Sons de objetos quando caem no chão

Recentemente, falei sobre meu percurso de criação musical para o espetáculo Horas Breves. Em uma mesa redonda na Universidade Federal do Tocantins. Minha fala retomou dois depoimentos compartilhados anteriormente neste blog. No primeiro, apresentei a concepção de criação musical e sonora para cena que norteia o que venho desenvolvendo junto ao coletivo Agulha Cenas. No segundo, falei sobre a gravação de materiais sonoros para o espetáculo.

Na apresentação, fui além do post anterior, ao expor publicamente, pela primeira vez, uma reflexão sobre o papel de sons de objetos caindo na construção da trilha sonora e musical em Horas Breves. O impulso para gravar esse tipo de som está relacionado à temática da efemeridade explorada pelo coletivo no processo de criação deste trabalho. Mais especificamente, derivou do estudo de um material de referência sugerido pelo Sleepwalk Collective, com quem tivemos o prazer de colaborar nesse processo.

Todo es imposible 198 (Fermín Jiménez Landa, 2008)

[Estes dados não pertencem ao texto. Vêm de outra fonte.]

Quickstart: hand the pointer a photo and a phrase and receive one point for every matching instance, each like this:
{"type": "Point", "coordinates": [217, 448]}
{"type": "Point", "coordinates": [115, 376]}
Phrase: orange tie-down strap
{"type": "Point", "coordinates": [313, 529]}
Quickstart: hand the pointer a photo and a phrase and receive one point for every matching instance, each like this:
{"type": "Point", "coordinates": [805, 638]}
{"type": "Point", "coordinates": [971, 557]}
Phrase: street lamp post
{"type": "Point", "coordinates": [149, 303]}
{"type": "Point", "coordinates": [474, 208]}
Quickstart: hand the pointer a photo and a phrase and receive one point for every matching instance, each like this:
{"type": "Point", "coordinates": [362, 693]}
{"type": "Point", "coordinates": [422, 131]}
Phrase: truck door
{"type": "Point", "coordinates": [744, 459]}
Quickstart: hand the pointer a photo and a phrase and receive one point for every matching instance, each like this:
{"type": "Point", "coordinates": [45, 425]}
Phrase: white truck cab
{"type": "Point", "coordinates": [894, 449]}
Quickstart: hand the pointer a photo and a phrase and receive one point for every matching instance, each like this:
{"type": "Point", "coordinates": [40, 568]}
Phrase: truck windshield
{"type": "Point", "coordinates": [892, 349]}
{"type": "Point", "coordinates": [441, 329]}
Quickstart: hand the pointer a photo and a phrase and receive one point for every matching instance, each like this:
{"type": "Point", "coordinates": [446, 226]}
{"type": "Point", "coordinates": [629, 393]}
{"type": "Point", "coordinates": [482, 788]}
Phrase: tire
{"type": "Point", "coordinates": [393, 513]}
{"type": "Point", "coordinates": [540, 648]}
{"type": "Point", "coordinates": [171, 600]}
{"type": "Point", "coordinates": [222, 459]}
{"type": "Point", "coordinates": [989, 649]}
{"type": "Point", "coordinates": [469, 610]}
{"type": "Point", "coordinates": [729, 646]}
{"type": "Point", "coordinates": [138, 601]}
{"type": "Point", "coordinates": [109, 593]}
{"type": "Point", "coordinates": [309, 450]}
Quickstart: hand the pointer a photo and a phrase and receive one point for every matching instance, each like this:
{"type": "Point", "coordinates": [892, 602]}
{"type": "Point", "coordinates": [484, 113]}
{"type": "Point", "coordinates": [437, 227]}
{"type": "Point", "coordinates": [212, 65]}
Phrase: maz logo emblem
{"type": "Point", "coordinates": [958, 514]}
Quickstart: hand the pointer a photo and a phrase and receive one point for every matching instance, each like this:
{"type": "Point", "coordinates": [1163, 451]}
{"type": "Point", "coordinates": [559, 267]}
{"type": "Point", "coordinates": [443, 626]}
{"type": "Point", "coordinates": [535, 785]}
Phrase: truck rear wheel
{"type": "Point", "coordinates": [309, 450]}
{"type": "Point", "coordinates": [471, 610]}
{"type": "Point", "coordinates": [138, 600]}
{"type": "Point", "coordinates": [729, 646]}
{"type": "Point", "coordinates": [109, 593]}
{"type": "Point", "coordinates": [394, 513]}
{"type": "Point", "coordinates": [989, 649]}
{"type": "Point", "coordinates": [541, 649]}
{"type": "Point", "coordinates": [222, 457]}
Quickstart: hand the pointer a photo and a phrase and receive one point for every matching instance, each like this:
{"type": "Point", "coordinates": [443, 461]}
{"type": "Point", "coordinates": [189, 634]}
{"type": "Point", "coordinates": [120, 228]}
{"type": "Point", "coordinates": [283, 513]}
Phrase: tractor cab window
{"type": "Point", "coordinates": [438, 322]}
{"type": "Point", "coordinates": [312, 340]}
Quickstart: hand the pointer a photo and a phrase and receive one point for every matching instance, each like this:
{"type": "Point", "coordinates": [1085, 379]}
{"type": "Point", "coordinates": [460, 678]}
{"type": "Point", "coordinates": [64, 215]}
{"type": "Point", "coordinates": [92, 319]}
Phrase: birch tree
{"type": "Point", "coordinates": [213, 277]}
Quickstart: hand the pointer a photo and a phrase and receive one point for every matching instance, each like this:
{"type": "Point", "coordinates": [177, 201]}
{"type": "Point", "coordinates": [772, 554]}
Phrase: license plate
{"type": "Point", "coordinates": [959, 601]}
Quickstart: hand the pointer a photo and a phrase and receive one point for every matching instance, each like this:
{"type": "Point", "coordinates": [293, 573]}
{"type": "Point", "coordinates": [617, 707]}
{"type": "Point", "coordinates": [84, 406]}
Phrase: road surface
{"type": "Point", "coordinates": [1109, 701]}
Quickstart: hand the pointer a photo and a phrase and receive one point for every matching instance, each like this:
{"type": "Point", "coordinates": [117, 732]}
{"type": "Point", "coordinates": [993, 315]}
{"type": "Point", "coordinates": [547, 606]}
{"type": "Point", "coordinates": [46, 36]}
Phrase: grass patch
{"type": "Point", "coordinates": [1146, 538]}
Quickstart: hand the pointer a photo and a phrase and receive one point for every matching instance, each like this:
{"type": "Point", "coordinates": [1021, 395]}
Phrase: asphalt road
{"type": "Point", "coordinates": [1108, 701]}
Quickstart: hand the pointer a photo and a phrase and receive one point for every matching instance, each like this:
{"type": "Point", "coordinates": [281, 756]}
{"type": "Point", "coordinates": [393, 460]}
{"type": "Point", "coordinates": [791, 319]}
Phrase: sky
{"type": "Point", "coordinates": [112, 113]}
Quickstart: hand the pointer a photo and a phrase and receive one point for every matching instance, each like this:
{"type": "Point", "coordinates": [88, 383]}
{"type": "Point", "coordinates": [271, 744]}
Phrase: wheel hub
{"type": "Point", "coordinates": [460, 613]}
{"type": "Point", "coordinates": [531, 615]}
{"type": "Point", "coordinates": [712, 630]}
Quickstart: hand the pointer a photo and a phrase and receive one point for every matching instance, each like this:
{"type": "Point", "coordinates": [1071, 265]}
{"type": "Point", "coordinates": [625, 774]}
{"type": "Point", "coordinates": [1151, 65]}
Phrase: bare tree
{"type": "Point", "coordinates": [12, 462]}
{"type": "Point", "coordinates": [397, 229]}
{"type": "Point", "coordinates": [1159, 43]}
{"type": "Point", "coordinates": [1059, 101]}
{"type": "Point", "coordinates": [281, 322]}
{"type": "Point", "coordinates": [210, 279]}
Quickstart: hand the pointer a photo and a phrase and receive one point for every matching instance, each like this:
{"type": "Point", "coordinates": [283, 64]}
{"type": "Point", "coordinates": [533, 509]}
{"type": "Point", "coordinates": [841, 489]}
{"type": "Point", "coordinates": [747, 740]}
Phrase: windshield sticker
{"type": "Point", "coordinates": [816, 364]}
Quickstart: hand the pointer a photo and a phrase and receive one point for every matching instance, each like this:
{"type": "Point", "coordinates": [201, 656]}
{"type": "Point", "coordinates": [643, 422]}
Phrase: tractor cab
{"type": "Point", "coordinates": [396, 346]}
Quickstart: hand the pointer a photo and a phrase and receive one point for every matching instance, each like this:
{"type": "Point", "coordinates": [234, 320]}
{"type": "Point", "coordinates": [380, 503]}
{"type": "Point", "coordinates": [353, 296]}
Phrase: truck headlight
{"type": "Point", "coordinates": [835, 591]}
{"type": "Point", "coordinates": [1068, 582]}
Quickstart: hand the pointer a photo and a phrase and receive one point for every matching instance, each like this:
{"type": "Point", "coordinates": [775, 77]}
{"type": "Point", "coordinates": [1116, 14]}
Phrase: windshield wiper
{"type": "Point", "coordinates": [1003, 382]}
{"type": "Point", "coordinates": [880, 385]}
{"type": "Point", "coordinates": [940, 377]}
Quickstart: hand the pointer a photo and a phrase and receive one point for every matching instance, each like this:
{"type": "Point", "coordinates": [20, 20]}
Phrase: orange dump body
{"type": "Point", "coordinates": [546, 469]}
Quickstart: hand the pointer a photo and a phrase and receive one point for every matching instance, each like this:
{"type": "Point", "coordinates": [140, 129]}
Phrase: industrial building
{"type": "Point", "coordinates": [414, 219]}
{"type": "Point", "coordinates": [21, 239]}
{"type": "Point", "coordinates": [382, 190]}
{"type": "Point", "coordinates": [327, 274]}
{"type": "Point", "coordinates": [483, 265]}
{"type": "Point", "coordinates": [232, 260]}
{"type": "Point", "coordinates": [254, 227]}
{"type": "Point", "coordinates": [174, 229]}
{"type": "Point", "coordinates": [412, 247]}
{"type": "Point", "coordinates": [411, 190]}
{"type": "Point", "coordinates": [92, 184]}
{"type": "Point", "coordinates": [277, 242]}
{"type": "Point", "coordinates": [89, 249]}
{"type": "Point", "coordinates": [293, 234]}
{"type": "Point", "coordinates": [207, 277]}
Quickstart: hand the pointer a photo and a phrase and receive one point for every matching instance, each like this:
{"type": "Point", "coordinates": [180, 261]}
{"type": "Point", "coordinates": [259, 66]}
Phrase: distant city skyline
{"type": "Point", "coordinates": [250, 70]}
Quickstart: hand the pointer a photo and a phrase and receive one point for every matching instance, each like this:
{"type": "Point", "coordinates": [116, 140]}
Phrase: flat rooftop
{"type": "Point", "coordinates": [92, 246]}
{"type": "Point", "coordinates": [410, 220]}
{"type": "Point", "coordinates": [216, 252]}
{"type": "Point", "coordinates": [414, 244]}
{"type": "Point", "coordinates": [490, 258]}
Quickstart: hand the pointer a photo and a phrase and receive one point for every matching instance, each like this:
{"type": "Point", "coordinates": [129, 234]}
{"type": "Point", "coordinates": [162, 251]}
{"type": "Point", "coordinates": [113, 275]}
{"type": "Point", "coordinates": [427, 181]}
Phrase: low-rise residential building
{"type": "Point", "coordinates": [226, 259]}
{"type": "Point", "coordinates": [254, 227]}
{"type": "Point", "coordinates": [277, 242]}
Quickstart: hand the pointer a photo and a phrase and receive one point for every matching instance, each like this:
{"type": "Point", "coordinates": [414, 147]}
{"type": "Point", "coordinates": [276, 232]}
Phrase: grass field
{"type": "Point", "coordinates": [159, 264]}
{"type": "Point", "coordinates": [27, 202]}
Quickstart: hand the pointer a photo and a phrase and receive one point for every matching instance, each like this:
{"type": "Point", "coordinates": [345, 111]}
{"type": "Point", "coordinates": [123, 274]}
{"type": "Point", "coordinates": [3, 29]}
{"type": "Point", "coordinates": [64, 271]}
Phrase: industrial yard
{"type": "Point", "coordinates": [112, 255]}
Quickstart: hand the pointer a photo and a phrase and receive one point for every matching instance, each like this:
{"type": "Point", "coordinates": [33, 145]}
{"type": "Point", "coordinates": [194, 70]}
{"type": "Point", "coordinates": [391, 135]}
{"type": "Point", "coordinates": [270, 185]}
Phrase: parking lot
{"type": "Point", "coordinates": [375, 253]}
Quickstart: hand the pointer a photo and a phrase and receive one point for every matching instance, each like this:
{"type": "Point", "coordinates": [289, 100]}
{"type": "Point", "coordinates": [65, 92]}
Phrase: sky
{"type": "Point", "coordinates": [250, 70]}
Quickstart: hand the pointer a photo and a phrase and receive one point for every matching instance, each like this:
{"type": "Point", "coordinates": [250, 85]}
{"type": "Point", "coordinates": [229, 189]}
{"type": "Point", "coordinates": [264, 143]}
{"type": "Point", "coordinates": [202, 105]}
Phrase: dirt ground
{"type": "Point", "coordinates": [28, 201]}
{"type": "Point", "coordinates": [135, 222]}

Ao assistir o vídeo, depois de me dar conta que seriam tantos minutos com um objeto caindo após o outro, minha atenção voltou-se para o ritmo criado nas imagens. Esse ritmo resulta das diferenças entre os tempos de manutenção de equilíbrio e as maneiras e quantidades de rebotes de cada objeto ao atingir o chão.

Com essa impressão bem vívida, parti para coletar materiais que permitissem desenvolver o análogo sonoro desta composição de imagens em movimento. O ponto de partida foi a gravação do som de inúmeros objetos caindo. Todo esse material foi integrado ao acervo usado para compor as trilhas das cenas do espetáculo.

Os sons dos objetos caindo foram submetidos a três escutas e, consequentemente, três usos distintos na trilha.

A primeira escuta é a referencial, na qual se busca reconhecer a fonte de cada som. (Isso é uma moeda, aquilo é uma tampa de panela). Essa escuta resulta no uso dos materiais sonoros como sonoplastia, tal qual na cena em que a projeção da frase "Na cozinha, minha mãe quebra um copo" é acompanhada pelo som de um objeto de vidro caindo no chão. E quando quedas dos intérpretes são sincronizadas com sons de vários objetos caindo.

A segunda escuta é a reduzida, na qual a atenção se concentra em parâmetros do som, como intensidade, duração, timbre e altura. (Esse som é mais forte que o anterior. Muito agudo. Intervalos cada vez mais curtos entre cada repetição.) Na trilha, há cenas ou trechos de cenas acompanhados por sucessões de sons de objetos caindo, com efeito análogo ao vídeo de Landa. Seu valor expressivo resulta justamente da flutuação relativamente imprevisível dos parâmetros, construindo sentidos de fatalidade e transitoriedade.

A terceira escuta é musical em que os sons são ouvidos como camadas em estruturas rítmicas e harmônicas. (Pulso constante. Fim de uma frase. Padrão rítmico.) Ao construir as músicas para as coreografias, os sons dos objetos quando caem no chão são incorporados ao fluxo musical, como percussão.

O trânsito ou mesmo sobreposição entre os tipos de escuta, guiou minhas escolhas criativas. A abordagem desses sons é um dos principais dispositivos que permite levar à cabo minha proposta de composição para a cena (de buscar delimitar um universo sonoro peculiar para cada espetáculo) em Horas Breves.